At one level this is a simple admission of the obvious and inevitable: the Catholic Church has no interest in devoting resources to educating the increasing number of children it has no potential to influence or convert.  What matters to it is strengthening its grip on those it already has and solidifying religious control over education in general by invoking the concept of pluralism – every religious body can control its own schools.  The Church can have no concern that it will not have the lion’s share of the State’s resources for this purpose.

A second reason lies behind this shift by the Church.  The obvious alternative to religious control is education provision that is blind to religious belief and excludes religious control, but for obvious reasons the Church rejects this.  The problem however is that the alignment of colour and religion will see apartheid type education provision develop where white Catholic (and non-Catholics who pretend to be Catholic) will be in one set of schools and black and immigrant children will be in others.  Any claim that the schools will be of equal standard will simply reinforce the parallel with apartheid South Africa where the official definition of apartheid was ‘separate but equal.’  Much better to hide such a policy under progressive sounding phrases such as pluralism and wishing to share sponsorship.

The Church has little to worry about.  As the request in west Dublin shows the State will continue to protect and advance the power and prerogatives of the Church.  An alternative potential sponsor of schools is the group ‘Educate Together’ which has specifically and very definitely absolved the Catholic Church of any responsibility for the disaster in Balbriggan.  This is because their project fits in nicely with that of the Church itself.  It will supply one of the elements in plural provision.  It offers not secular education but multicultural education where religious bodies still retain educational responsibilities but not exclusively over a whole school.  It can thus hope for continued support and funding from a State determined to defend religious education and specifically that of the Catholic Church.

This general policy was vehemently stated by Bertie Ahern in February: ‘There is a form of aggressive secularism which would have the State and State institutions ignore the importance of this religious dimension.
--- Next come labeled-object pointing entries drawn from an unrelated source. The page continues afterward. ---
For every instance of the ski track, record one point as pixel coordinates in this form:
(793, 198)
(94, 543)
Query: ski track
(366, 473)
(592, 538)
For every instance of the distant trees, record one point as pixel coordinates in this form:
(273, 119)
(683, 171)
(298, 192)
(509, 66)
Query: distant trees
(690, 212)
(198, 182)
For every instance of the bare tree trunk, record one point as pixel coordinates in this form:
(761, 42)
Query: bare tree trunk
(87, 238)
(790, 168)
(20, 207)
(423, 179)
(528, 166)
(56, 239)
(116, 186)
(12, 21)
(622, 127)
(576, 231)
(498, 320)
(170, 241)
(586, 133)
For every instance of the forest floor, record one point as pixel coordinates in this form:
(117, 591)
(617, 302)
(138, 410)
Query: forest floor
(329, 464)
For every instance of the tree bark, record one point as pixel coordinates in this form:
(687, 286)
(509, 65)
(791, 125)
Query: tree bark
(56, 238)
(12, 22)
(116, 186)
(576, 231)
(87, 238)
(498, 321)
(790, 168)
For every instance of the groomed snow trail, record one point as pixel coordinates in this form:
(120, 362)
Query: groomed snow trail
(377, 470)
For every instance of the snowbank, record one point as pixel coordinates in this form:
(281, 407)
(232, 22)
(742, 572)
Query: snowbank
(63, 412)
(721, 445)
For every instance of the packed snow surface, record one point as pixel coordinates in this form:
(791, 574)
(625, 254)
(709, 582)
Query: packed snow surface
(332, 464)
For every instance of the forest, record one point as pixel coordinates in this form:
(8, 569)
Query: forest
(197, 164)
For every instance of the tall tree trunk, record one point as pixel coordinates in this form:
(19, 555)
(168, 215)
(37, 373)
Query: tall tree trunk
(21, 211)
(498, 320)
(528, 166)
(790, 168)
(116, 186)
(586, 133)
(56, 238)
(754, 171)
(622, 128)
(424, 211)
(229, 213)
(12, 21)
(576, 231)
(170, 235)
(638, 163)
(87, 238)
They argue that the State and public policy should become intolerant of religious belief and preference, and confine it, at best, to the purely private and personal, without rights or a role within the public domain.  Such illiberal voices would diminish our democracy.’

What Ahern has done is regurgitate the same old erroneous accusation that secularism is somehow the name for a crude materialist and consumerist culture that seeks to attack and restrict the freedom of religious believers to exercise their religious beliefs.  What it is is the complete separation of Church and State so that, for example, all Churches and religious bodies are excluded from control of educational provision and religious instruction becomes a purely private matter to be chosen by parents and provided by churches out of their own resources.  In this there would be no interference by the State but it would also not fund such instruction.  Secularism is the equality of believers and non-believers.

The alternative in Ireland has been a history of religious separation of children from each other, a strengthening of sectarianism, and a school system often characterised by the brutal treatment of children by religious orders which have had their misdeeds covered up and indemnified by the State.  The child sexual abuse scandals of recent years have provided irrefutable proof, if such where necessary, that this institution cannot be considered a suitable provider of services to children.  In its modern justification we now see that it is a policy which may lead to a virtual apartheid style education structure.  Those who think this is an accidental and unintended consequence of Church policy display a degree of naivety that is scarcely credible and is certainly not believable when applied to Catholic Church thinking itself. ‘Forgive them, for they no not what they do’ does not apply.

Sectarianism has been a scourge of Irish society.  No surprise then that the same forces are facilitating the new scourge of racism.